Doch es waren keine rein finanziellen Probleme, die dem Dobrodomik bereits im Frühjahr beinahe den Garaus gemacht hätten. Im Mai 2019 kam plötzlich die lokale Aufsichtsbehörde vorbei und verhängte wegen einer Schmiererei an einer Wand, eines angeblich nicht ordnungsgemäßen Schildes und weiteren kleinerer Verstöße fast 10.000 Euro Strafe. Dann hätten die Prüfer angeboten, die Sache "inoffiziell" für ein Viertel der Summe zu bereinigen – oder das Lokal zuzumachen.
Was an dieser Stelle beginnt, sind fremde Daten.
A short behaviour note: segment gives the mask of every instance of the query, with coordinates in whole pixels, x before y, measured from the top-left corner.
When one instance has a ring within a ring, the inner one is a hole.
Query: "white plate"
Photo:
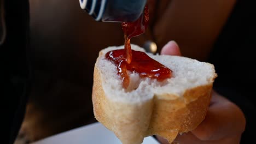
[[[32,144],[121,144],[114,133],[100,123],[95,123],[41,140]],[[152,136],[144,139],[143,144],[159,144]]]

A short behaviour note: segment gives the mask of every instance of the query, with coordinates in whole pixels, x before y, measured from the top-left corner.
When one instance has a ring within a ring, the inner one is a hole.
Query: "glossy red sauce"
[[[172,76],[172,71],[166,67],[151,58],[146,53],[132,50],[130,39],[145,32],[148,25],[148,7],[145,7],[144,14],[136,21],[123,22],[122,28],[125,37],[124,50],[109,51],[106,57],[117,65],[118,74],[123,80],[123,86],[127,88],[130,77],[127,70],[135,71],[141,77],[156,79],[161,81]]]

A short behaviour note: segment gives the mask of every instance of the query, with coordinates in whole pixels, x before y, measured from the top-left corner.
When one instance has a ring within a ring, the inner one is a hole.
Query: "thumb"
[[[178,44],[175,41],[172,40],[162,47],[161,55],[181,56],[181,53]]]

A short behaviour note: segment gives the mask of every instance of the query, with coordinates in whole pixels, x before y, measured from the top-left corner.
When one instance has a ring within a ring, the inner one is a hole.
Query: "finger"
[[[209,107],[205,120],[192,131],[193,134],[202,140],[219,140],[241,134],[246,123],[241,110],[216,93],[212,97],[214,103]]]
[[[166,44],[161,51],[161,55],[181,56],[178,44],[174,41],[170,41]]]

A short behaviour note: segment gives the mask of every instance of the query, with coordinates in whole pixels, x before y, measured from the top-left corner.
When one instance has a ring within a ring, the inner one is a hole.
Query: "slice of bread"
[[[132,49],[144,51],[132,45]],[[94,75],[92,102],[96,118],[124,144],[141,143],[144,137],[159,135],[171,143],[178,133],[195,129],[205,118],[217,76],[214,66],[173,56],[150,57],[173,71],[159,82],[130,73],[124,89],[117,66],[105,54],[124,46],[100,52]]]

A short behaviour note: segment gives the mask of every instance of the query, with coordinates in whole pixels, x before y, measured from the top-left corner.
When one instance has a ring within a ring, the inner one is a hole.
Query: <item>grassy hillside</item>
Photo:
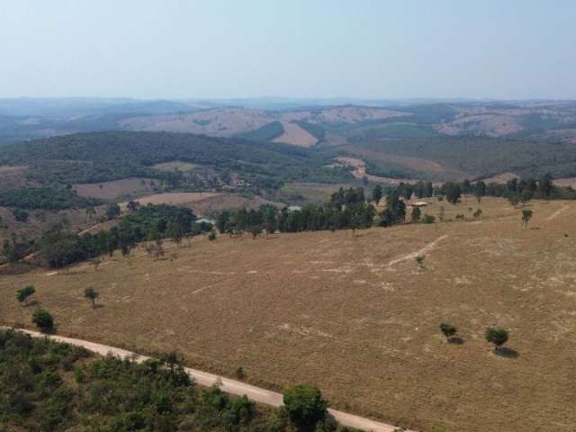
[[[273,140],[274,138],[278,138],[283,133],[284,133],[284,128],[282,126],[282,123],[280,122],[272,122],[256,130],[241,133],[238,135],[238,138],[256,142],[266,142]]]
[[[0,428],[11,431],[295,431],[283,410],[191,382],[176,353],[138,364],[0,330]],[[315,425],[311,425],[313,428]],[[317,431],[337,423],[319,421]],[[338,428],[339,431],[347,430]]]
[[[503,199],[427,201],[436,224],[199,237],[165,242],[171,260],[134,250],[97,270],[3,274],[0,320],[30,325],[33,308],[9,299],[33,284],[62,335],[178,349],[191,366],[242,366],[276,390],[313,382],[336,409],[414,430],[572,432],[576,203],[530,202],[523,229]],[[87,286],[101,308],[83,298]],[[486,342],[489,327],[509,331],[506,350]]]
[[[156,170],[163,162],[182,161],[234,172],[265,188],[283,181],[332,182],[349,178],[323,166],[314,153],[283,144],[167,132],[93,132],[6,146],[1,165],[27,164],[29,176],[42,183],[99,183],[128,177],[175,181]]]

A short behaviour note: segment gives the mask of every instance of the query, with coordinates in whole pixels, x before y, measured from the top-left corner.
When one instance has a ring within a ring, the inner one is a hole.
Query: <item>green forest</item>
[[[79,196],[64,187],[31,187],[0,194],[0,205],[26,210],[64,210],[99,205],[102,201]]]
[[[246,396],[198,387],[183,362],[176,353],[142,364],[101,357],[0,330],[0,430],[346,430],[328,414],[317,389],[296,386],[284,395],[286,408],[263,408]],[[302,413],[307,405],[313,410]]]
[[[254,187],[283,182],[351,180],[346,169],[328,168],[329,156],[294,146],[167,132],[92,132],[5,146],[0,165],[26,164],[42,184],[101,183],[131,176],[174,181],[155,164],[180,160],[241,175]],[[185,180],[185,179],[184,179]],[[185,181],[180,186],[185,186]],[[194,184],[194,186],[197,186]]]

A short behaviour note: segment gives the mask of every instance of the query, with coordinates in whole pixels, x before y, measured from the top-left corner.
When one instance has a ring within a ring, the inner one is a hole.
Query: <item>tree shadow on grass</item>
[[[50,328],[40,328],[40,332],[43,335],[55,335],[56,326],[52,326]]]
[[[508,346],[502,346],[494,351],[496,356],[500,356],[500,357],[506,358],[518,358],[520,356],[520,353],[518,353],[514,348],[508,348]]]

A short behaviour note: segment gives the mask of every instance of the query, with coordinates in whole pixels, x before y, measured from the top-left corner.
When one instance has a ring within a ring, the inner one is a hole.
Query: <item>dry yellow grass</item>
[[[436,202],[427,212],[440,205],[446,219],[472,219],[476,207]],[[34,284],[62,335],[179,349],[190,365],[229,375],[242,365],[249,382],[274,389],[309,382],[334,408],[421,431],[572,431],[576,203],[532,203],[528,229],[504,200],[482,208],[473,221],[196,238],[170,246],[172,261],[138,251],[97,271],[2,276],[0,320],[30,326],[33,307],[14,295]],[[102,308],[83,298],[87,286]],[[445,341],[442,321],[463,345]],[[518,357],[492,353],[489,326],[510,331]]]

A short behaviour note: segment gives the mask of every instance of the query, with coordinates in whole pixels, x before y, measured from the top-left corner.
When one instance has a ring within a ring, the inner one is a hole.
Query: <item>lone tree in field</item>
[[[414,207],[412,209],[411,219],[412,222],[418,222],[420,220],[420,216],[422,215],[422,212],[419,207]]]
[[[84,296],[92,302],[92,307],[96,307],[96,299],[100,297],[100,293],[94,288],[86,288],[84,290]]]
[[[528,222],[530,221],[530,219],[532,219],[532,211],[531,210],[523,210],[522,211],[522,225],[524,225],[524,228],[526,228],[528,226]]]
[[[328,406],[320,391],[308,384],[288,389],[284,401],[288,417],[301,430],[314,430],[316,424],[324,419]]]
[[[28,304],[28,297],[36,292],[36,288],[32,285],[25,286],[16,292],[16,300],[21,303]]]
[[[372,190],[372,199],[376,202],[376,205],[380,203],[380,200],[382,200],[382,186],[380,184],[376,184]]]
[[[34,312],[32,315],[32,322],[44,333],[54,329],[54,319],[52,315],[43,309],[39,309]]]
[[[490,327],[486,330],[486,334],[484,336],[488,342],[494,344],[495,353],[498,353],[500,346],[508,342],[508,331],[504,328],[495,328]]]
[[[446,341],[450,342],[450,338],[456,334],[458,329],[452,324],[443,322],[442,324],[440,324],[440,331],[446,337]]]

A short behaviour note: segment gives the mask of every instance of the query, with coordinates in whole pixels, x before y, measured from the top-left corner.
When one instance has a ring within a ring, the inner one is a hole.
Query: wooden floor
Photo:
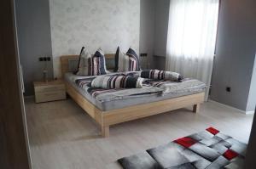
[[[110,138],[102,138],[72,99],[36,104],[29,99],[26,110],[33,169],[120,168],[119,158],[210,126],[247,143],[253,116],[205,103],[198,114],[182,109],[113,126]]]

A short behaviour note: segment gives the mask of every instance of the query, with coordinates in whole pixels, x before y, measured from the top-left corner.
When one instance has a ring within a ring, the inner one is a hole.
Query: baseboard
[[[24,96],[24,99],[33,99],[33,98],[35,98],[35,96],[34,95],[31,95],[31,96]]]
[[[214,100],[212,100],[212,99],[209,99],[209,102],[211,103],[214,103],[214,104],[219,104],[219,105],[222,105],[224,107],[226,107],[226,108],[229,108],[229,109],[232,109],[236,111],[238,111],[240,113],[242,113],[242,114],[246,114],[246,115],[252,115],[252,114],[254,114],[254,111],[245,111],[245,110],[240,110],[240,109],[237,109],[237,108],[235,108],[235,107],[232,107],[230,105],[227,105],[227,104],[221,104],[219,102],[217,102],[217,101],[214,101]]]

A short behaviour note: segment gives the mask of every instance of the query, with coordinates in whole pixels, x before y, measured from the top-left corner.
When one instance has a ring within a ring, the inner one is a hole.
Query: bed
[[[111,59],[114,54],[106,54],[106,59]],[[101,127],[102,137],[109,137],[109,127],[114,124],[136,120],[170,110],[193,106],[193,112],[197,113],[200,104],[204,101],[205,90],[197,87],[186,93],[166,94],[152,92],[149,95],[131,95],[123,99],[96,99],[83,91],[77,84],[77,79],[82,78],[69,72],[69,63],[78,59],[78,55],[61,57],[61,75],[65,81],[67,94],[94,119]]]

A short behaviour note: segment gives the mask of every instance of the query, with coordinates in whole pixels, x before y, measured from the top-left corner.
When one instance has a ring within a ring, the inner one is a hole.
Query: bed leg
[[[193,112],[194,113],[198,113],[200,110],[200,104],[196,104],[193,105]]]
[[[108,138],[109,137],[109,126],[107,127],[102,127],[102,136],[103,138]]]

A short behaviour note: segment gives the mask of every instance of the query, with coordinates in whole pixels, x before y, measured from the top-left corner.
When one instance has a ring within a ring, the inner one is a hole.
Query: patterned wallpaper
[[[139,51],[140,0],[49,0],[49,8],[55,76],[60,56],[78,54],[83,45],[91,54],[117,46]]]

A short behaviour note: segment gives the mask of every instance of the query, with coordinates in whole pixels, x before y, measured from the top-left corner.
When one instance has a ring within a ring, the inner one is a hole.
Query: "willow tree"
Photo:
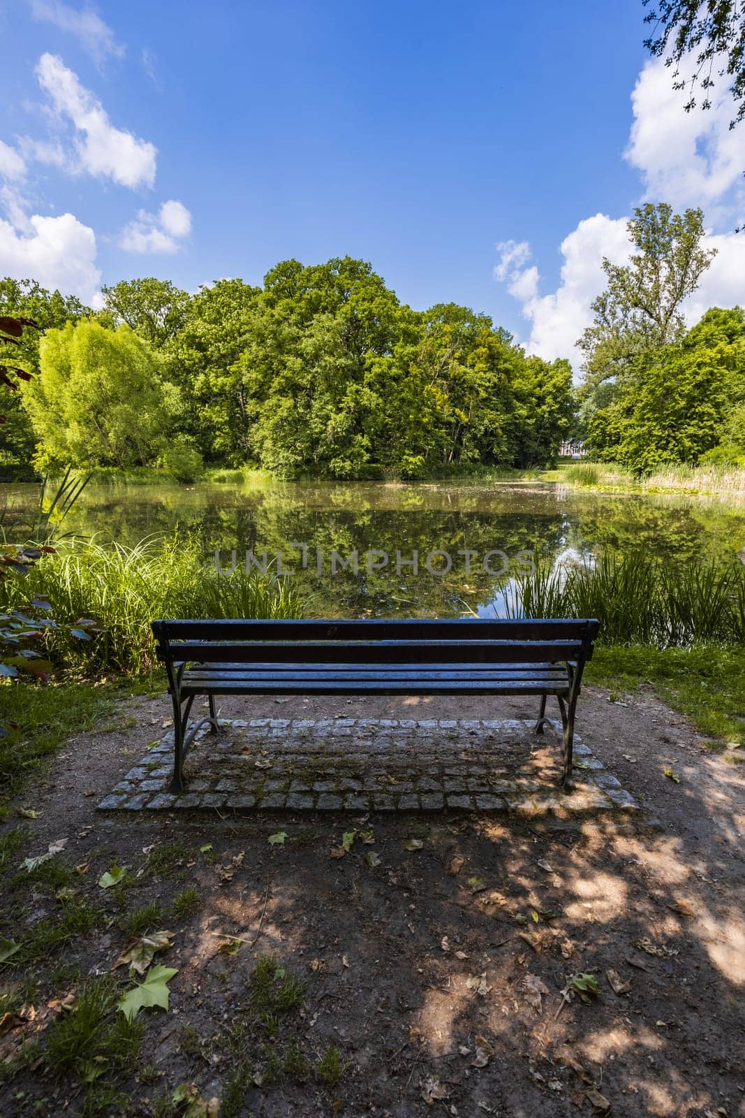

Doch Familie Sinjak läutete die Alarmglocken. Zahlreiche lokale Medien berichteten über den Fall. Angesichts des Skandals ruderte die Bezirksverwaltung zurück, das Dobrodomik konnte nach wenigen Tagen wieder öffnen und musste nur kleinere Mängel beseitigen. Mittlerweile hat Alexandra Sinjak keine Angst mehr, dass sie schließen muss. Vielmehr arbeitet sie an einer Idee, wie das Konzept der kostenlosen Essen für Rentner langfristig finanzierbar werden kann.

Neues Finanzierungskonzept

"Wir bauen derzeit ein zweites Lokal in Petersburg für 1.000 Gäste am Tag. Die Idee ist, dass wir mittags kostenlose Speisen verteilen und wir am Abend ein normales Restaurant für zahlende Gäste bleiben", erklärt Sinjak.
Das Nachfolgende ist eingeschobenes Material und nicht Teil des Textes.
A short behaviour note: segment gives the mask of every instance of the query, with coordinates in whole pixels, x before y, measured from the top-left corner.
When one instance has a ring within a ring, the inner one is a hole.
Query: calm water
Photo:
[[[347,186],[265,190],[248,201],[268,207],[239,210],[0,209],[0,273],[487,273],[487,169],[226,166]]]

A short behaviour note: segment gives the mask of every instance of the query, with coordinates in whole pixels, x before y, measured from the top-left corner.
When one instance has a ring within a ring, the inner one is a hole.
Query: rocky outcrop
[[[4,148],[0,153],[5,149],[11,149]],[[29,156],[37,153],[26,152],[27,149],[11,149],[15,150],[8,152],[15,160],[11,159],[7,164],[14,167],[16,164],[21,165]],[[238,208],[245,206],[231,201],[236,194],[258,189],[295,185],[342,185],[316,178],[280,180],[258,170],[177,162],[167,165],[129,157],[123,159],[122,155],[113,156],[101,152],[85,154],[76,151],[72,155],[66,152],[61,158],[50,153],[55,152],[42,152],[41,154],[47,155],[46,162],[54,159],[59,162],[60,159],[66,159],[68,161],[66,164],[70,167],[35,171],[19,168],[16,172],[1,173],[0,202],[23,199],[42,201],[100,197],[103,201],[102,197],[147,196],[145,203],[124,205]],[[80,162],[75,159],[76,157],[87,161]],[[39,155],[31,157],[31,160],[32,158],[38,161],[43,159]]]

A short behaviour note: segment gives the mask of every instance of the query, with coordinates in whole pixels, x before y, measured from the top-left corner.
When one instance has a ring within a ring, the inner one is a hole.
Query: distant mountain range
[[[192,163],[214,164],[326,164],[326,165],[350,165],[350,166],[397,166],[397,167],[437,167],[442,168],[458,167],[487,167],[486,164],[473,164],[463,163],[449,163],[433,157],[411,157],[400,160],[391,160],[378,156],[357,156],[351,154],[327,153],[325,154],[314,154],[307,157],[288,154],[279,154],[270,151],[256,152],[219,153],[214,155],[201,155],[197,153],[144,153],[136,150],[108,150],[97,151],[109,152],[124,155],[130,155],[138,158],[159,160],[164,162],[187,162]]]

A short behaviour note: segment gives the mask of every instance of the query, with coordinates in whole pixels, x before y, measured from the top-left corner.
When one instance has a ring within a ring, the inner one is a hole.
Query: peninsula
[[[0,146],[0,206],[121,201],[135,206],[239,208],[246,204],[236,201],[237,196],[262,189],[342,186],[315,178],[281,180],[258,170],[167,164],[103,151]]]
Mit dieser Idee hat sie bereits Interessenten in anderen russischen Städten gefunden, die Wohltätigkeit mit Gewinnstreben kombinieren wollen. Unter der Marke "Dobrodomik" entstanden zwei Restaurants in der Hauptstadt Moskau und Orenburg in Zentralrussland. "Ich bin überzeugt, dass es ein tragfähiges Konzept ist, das auch Geld bringen kann", sagt die Wirtin.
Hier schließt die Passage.